With a planet 4 times bigger, that makes 64 times the mass and a squared radius 16 times longer, thus a surface's gravity 4 times stronger.

So gravity on the surface grows directly following the radius, but at identical distances, it follows radius' increase to the cube. That means that your L and XL planets will capture a lot more gas, while S and XS not that much, and they might even lose whatever atmosphere they had at the begining of your thought experiment.

More gravity and more atmosphere mean more pressure. If some gases have greenhouse effects, more of them also means more greenhouse effects thus higher temperatures overall - and less day/night differences. You can actually have a planet so big that it attracts so much gas that **gas pressure is high enough to crush you. Or your car. Jupiter is like that. Any probe we could send to it would be crushed and even melted way before reaching its surface. That's how dense gases can get when as gravity rises - and we aren't at star-like gravity, only planet-like. Since pressure means more things in a reduced volume, that's in fact increasing the effects of gravity : by falling to the planet, crushing the gas below, and getting closer to the surface, being crushed by the other layers of gas above, the overall gases are more and more affected by gravity as the distance is reduced. Combined with the cube/square law, that makes size an escalating issue in solar systems.

To conclude : dividing or multiplying the radius of your planet by little numbers have mind blowing implication, turning them to either sterile moons or crushing gas giants. Our own planet would quickly become sensibly less hospitable to us if it radius was slight different in either direction, since we evolve to fit that range of pressure.

Pressure and temperature also have to do with state change : as pressure decreases and/or temperature increases, matter will reach/approach its liquid or even gas state, and the other way around. But if pressure is quite low, there is no liquid state at all. So if your planet is too little and doesn't have a significant atmosphere (like the Moon), there will be no liquid water on it. With too much pressure, you will be stuck with ice except if the water is heated a lot. And melting is what consumes most of the energy, not rising the water's energy, just changing its state.

To sum it up, if you intend to build a planet with climate, life and whatever based on water and would prefer it to be realistic, stick with an Earth-like radius : 2 times Earth radius is HUGE ! 4 times is COLOSSAL ! If you want a planet two times bigger, double the volume (and mass) instead, I believe that's what you actually had in mind.

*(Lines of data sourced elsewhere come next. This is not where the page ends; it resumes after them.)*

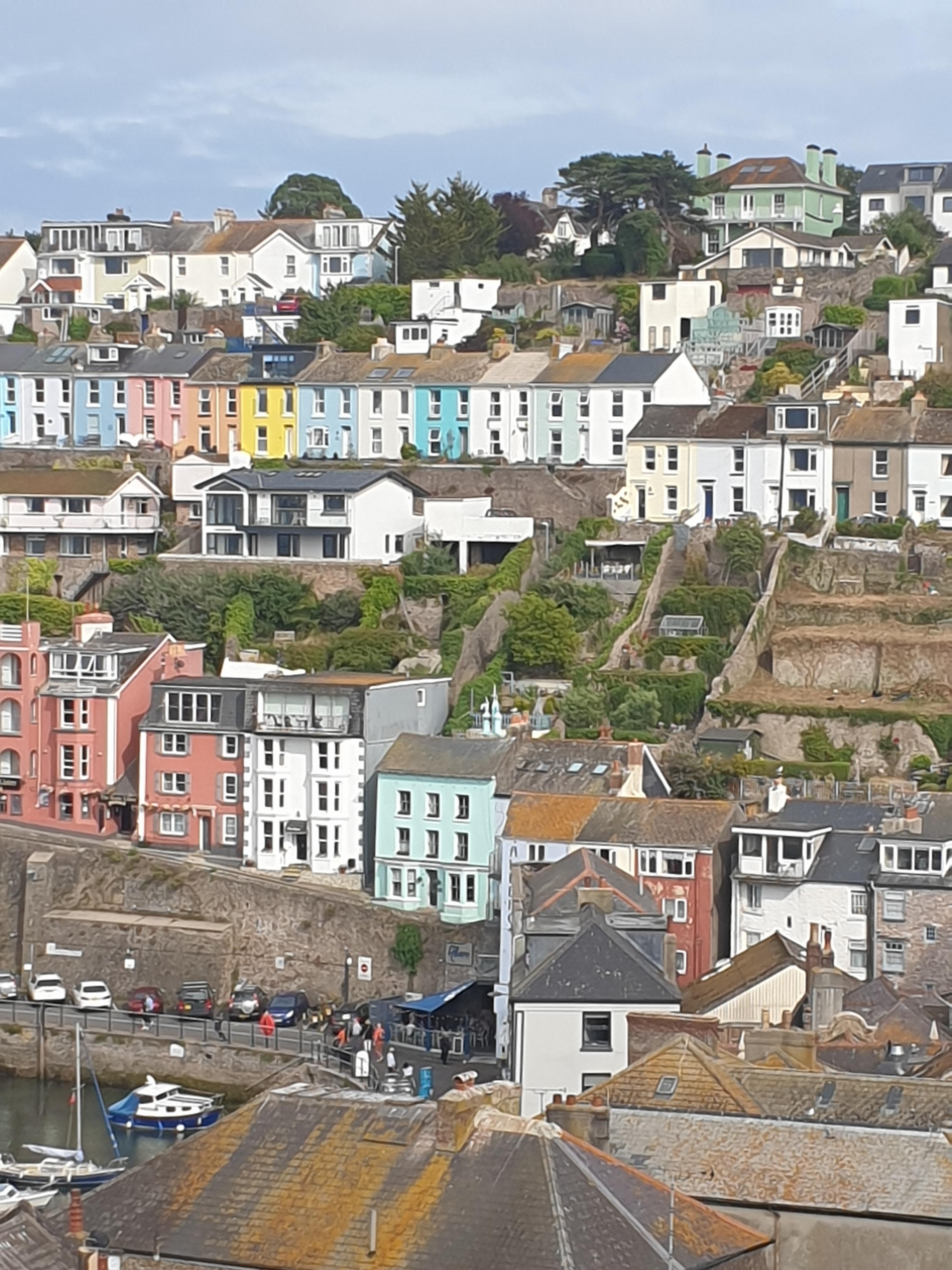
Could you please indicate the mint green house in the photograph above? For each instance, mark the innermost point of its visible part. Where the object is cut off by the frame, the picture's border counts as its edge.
(437, 820)
(779, 193)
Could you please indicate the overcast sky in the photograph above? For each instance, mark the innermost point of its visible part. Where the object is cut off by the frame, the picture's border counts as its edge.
(192, 105)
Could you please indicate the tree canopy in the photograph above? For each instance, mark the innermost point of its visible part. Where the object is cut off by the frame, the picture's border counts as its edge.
(306, 196)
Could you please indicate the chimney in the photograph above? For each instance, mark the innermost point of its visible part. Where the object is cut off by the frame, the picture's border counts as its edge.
(584, 1121)
(813, 950)
(813, 164)
(457, 1110)
(223, 216)
(634, 784)
(669, 958)
(777, 797)
(87, 625)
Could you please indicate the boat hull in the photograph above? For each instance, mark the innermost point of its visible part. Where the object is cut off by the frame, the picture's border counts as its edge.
(140, 1123)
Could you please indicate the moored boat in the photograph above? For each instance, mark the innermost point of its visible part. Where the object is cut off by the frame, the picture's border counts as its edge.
(166, 1108)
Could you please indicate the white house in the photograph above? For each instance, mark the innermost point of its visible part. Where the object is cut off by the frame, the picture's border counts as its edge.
(667, 309)
(18, 263)
(920, 335)
(445, 312)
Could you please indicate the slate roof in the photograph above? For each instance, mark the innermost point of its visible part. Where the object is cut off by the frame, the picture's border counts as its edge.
(791, 1165)
(745, 971)
(600, 964)
(295, 1175)
(27, 1244)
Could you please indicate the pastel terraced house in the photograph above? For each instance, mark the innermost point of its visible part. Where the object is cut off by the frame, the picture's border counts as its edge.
(776, 192)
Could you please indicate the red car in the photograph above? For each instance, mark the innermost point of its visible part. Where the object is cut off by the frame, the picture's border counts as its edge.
(138, 1001)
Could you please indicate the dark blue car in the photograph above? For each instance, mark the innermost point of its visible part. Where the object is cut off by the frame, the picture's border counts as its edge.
(289, 1009)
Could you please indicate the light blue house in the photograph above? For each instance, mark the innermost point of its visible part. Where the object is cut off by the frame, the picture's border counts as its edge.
(439, 816)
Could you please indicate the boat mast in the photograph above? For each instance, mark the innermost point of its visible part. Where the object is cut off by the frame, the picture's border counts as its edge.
(79, 1100)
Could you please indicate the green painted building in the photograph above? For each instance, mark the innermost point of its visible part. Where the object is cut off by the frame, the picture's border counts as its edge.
(779, 193)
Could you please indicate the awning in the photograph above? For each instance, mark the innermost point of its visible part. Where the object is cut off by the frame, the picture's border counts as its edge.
(427, 1005)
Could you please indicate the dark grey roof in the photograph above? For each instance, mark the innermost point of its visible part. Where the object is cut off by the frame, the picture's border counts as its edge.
(300, 481)
(26, 1244)
(447, 756)
(638, 368)
(598, 966)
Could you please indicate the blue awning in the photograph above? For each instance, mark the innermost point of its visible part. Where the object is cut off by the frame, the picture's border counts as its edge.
(427, 1005)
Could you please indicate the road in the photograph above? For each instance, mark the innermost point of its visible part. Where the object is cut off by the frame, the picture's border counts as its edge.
(316, 1046)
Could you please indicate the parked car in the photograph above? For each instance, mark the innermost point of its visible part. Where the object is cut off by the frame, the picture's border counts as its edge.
(248, 1001)
(46, 987)
(196, 999)
(289, 1009)
(136, 1004)
(92, 995)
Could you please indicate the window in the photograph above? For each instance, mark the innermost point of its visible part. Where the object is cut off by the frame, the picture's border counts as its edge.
(676, 908)
(753, 897)
(894, 906)
(192, 707)
(596, 1032)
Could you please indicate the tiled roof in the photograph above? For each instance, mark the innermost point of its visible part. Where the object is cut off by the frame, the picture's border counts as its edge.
(292, 1180)
(744, 971)
(790, 1164)
(27, 1244)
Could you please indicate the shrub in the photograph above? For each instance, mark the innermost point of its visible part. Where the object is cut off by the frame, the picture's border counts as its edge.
(339, 611)
(541, 637)
(845, 315)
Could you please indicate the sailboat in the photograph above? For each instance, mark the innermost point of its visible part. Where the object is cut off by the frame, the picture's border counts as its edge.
(65, 1168)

Weather on Earth is generated by the thermal energy the earth gets from the sun. If the Earth was smaller but has the same gravity and atmosphere, one difference would be the surface area that can receive sun light. Another would be the temperature delta between the equator and the poles that acts as an engine and is what primarily drives the global weather systems. Having the distance be smaller between the source and reservoir can dramatically change the systems that forms.

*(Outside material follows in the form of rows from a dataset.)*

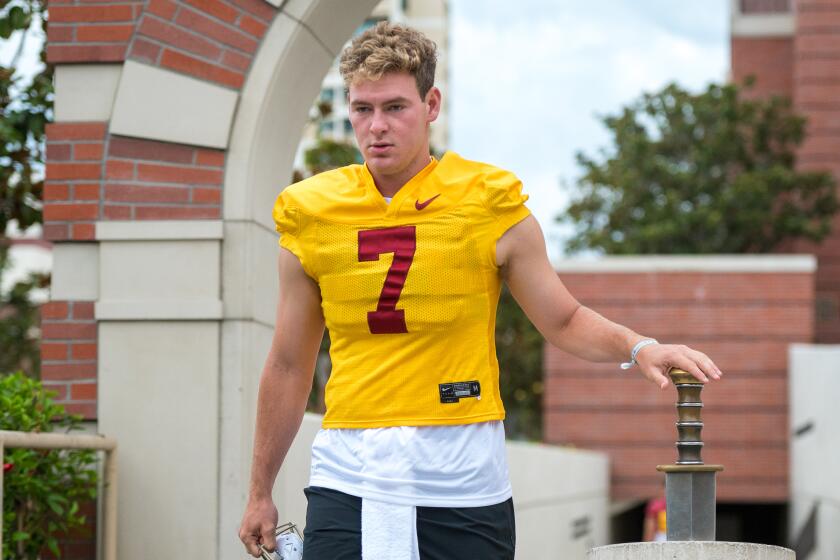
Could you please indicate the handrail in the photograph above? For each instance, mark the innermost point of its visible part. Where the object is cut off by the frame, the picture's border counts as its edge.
(72, 441)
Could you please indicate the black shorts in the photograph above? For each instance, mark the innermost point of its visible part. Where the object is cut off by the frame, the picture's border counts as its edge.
(334, 529)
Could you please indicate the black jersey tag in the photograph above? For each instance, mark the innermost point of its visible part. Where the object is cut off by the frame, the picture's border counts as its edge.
(453, 392)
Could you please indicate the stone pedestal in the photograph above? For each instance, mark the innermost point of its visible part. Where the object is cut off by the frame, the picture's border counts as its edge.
(691, 550)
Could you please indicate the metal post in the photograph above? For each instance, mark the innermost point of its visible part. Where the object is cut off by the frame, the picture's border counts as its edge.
(2, 472)
(110, 537)
(689, 484)
(68, 441)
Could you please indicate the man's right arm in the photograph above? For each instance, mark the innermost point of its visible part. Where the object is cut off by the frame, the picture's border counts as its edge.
(284, 390)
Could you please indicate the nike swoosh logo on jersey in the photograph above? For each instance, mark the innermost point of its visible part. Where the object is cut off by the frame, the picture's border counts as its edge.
(420, 205)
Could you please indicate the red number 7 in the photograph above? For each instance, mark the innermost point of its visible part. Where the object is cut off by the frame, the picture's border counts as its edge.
(402, 241)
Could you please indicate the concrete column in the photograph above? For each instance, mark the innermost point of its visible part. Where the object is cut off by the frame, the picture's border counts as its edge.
(690, 550)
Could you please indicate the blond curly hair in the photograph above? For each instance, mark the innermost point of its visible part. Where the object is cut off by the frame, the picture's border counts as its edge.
(389, 47)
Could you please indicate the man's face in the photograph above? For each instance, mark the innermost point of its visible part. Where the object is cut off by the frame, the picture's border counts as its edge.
(391, 121)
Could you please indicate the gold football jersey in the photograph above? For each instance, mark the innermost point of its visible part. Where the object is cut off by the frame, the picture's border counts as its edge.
(408, 288)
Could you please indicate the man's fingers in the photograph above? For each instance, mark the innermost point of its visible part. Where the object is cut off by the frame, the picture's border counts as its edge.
(268, 537)
(252, 546)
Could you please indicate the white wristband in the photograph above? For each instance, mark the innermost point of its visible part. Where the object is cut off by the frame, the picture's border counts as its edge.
(639, 345)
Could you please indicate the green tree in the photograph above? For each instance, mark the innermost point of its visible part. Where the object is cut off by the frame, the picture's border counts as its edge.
(519, 347)
(19, 334)
(712, 172)
(42, 489)
(25, 108)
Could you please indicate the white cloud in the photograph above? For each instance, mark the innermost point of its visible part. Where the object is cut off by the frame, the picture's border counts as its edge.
(530, 78)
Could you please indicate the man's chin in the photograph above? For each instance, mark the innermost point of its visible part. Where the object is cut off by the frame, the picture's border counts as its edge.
(382, 164)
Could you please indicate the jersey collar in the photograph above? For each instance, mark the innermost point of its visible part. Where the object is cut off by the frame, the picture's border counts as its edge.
(406, 191)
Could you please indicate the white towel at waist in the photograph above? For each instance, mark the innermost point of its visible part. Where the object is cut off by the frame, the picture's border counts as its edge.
(389, 531)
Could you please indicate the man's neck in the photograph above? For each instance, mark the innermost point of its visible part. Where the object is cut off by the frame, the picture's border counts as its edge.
(388, 185)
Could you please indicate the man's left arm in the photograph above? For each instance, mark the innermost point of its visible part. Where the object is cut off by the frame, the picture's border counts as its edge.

The real problem however with trying to figure out weather is that weather systems are chaotic in nature. Which means these systems can change drastically based on even minute differences in initial conditions. Even small changes can cause weather systems that are not stable in any way. Even if the Earth was 1% larger/smaller, the difference could be raging storms and runaway greenhouse to a cold dead world with little weather simply because solutions to these chaotic systems are extremely unpredictable.